EU leaders are set to discuss legal details on December 9 as they inched closer to an inter-governmental fiscal pact in marathon talks. However, failure to secure a deal on treaty change - and the likely complications that will follow - on top of the continued snail's pace of reform and lack of commitment to add significant firepower to Eurozone bailout facilities disappointed the financial markets.
As expected, the summit failed to secure agreement from all 27 members of the EU to allow tighter fiscal regulation, with the UK playing its regular role as party-pooper, threatening to veto any treaty change over proposed regulations on financial services. That revived worry over a two-speed Europe. The summit also said the size of the Eurozone's bailout would be capped at EUR500bn.
UK Prime Minister David Cameron doesn't have much company though, and depending on the erratic policy makers in Budapest, he may find himself totally isolated. Overall, 23 states have agreed to greater budgetary surveillance by Brussels, stronger fiscal discipline, and automatic sanctions for misbehaving states.

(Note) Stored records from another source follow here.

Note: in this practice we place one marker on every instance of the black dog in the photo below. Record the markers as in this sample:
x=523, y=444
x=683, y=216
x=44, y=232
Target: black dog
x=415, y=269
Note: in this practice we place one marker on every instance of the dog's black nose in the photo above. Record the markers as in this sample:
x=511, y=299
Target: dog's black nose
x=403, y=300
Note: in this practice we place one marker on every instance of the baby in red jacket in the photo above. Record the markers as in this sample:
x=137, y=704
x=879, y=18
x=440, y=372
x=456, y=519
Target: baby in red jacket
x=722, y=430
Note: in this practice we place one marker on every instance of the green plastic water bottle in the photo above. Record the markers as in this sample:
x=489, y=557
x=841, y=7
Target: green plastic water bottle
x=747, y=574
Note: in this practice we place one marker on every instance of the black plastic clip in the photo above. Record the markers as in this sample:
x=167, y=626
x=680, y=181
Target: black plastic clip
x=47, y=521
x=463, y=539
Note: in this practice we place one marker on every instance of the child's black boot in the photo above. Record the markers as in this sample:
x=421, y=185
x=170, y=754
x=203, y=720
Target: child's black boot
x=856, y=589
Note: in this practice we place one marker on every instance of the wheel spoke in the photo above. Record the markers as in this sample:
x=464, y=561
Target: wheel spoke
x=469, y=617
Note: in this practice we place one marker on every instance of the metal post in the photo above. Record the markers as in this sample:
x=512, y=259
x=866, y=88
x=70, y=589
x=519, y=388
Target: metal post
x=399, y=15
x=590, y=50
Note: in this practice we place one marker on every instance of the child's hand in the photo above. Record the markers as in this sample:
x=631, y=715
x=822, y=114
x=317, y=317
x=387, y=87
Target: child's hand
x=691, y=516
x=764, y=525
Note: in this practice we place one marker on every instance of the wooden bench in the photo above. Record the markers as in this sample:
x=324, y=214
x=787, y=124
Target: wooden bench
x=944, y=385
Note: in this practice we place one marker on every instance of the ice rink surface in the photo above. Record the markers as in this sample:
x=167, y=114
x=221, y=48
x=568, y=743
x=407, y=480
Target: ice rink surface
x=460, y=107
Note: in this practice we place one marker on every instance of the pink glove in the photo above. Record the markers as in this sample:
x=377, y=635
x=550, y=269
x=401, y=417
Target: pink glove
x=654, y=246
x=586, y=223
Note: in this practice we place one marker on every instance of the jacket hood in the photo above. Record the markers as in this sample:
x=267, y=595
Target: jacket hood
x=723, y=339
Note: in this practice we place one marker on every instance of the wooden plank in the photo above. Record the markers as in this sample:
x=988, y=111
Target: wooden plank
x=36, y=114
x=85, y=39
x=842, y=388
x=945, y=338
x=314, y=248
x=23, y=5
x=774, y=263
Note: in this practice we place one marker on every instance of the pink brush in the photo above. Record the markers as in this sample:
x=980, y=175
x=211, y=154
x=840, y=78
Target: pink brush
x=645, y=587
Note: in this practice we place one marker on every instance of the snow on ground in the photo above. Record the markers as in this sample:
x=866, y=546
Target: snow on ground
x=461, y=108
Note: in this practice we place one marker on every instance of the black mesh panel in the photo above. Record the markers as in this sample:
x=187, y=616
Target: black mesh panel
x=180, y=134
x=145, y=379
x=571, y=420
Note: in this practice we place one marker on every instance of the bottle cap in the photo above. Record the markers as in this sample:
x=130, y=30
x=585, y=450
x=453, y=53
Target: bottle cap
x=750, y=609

Bulgaria, Denmark, Latvia, Lithuania, Poland and Romania have signed up for the pact alongside the 17 Eurozone members. Meanwhile, the Czech Republic and Sweden said they will take the matter back to their parliaments. Hungary joined the UK in holding out, but reports now say it has also suggested it will discuss the matter amongst lawmakers.
Reports say that the meeting was stormy, with Cameron once again clashing with French President Nicolas Sarkozy. "It is our British friends' choice," sniffed Sarkozy. "We respect this choice but they cannot blame us. You cannot on the one hand be asking for an opt out from the euro and on the other hand ask to be involved in all the decisions of a euro that you not only do not want and but also often criticize. We are not going to apologise for what we are doing to save our currency."
Whilst the prospect of a two-speed Europe contains many potential booby traps, the fact that the summit has finally pushed through a decision - and looks to have found a way to circumvent the labyrinthine political shenanigans connected to treaty change - is at least something,
The meetings today will discuss the legal details of the pact, and in particular how to involve EU institutions in administering measures not agreed by all 27-members, but rather by a group of governments. "We would have preferred unanimous agreement," said European Commission President Jose Manuel Barroso, lamenting that the pact "was the only option left," reports EU Observer.
Indeed, the makeshift action is likely to throw up a series of unpredictable political and legal problems that will emerge as the intergovernmental text is drafted in time for the EU leaders' spring summit in March. However, Barroso stressed that "this does not mean the EU institutions will not have a role."
At the same time, the "last chance saloon" summit disappointed markets still hoping to see the money printing presses turned on. EU leaders announced that the capacity of the European Stability Mechanism, which will come into force in July 2012, is to be capped at EUR500bn. Given that figures of up to EUR2 trillion were bandied about in recent weeks, its no surprise that the euro came under immediate pressure and that equities have been sliding across the globe.
The summit also rejected the suggestion of Herman Van Rompuy, president of the European Council, that the facility should get a banking licence, which would free it to borrow from the ECB. Instead, the German plan remains on track, with EU countries agreeing to channel up to EUR200bn via the IMF, EUR150bn of it to come from Eurozone states, reports Reuters.
Earlier, European Central Bank head Mario Draghi also disappointed when he appeared to perform a U-turn. In the run-up to the summit, comments from Draghi had spurred hopes that the bank may buy massive volumes of debt from distressed euro zone states, but as he announced an anticipated 25-bp cut in ECB benchmark rates to 1%, he suggested he has had a change of heart. The ECB chief said his recent remark that "other elements" might follow if euro zone leaders agreed to seal tougher new budget rules had been wrongly interpreted.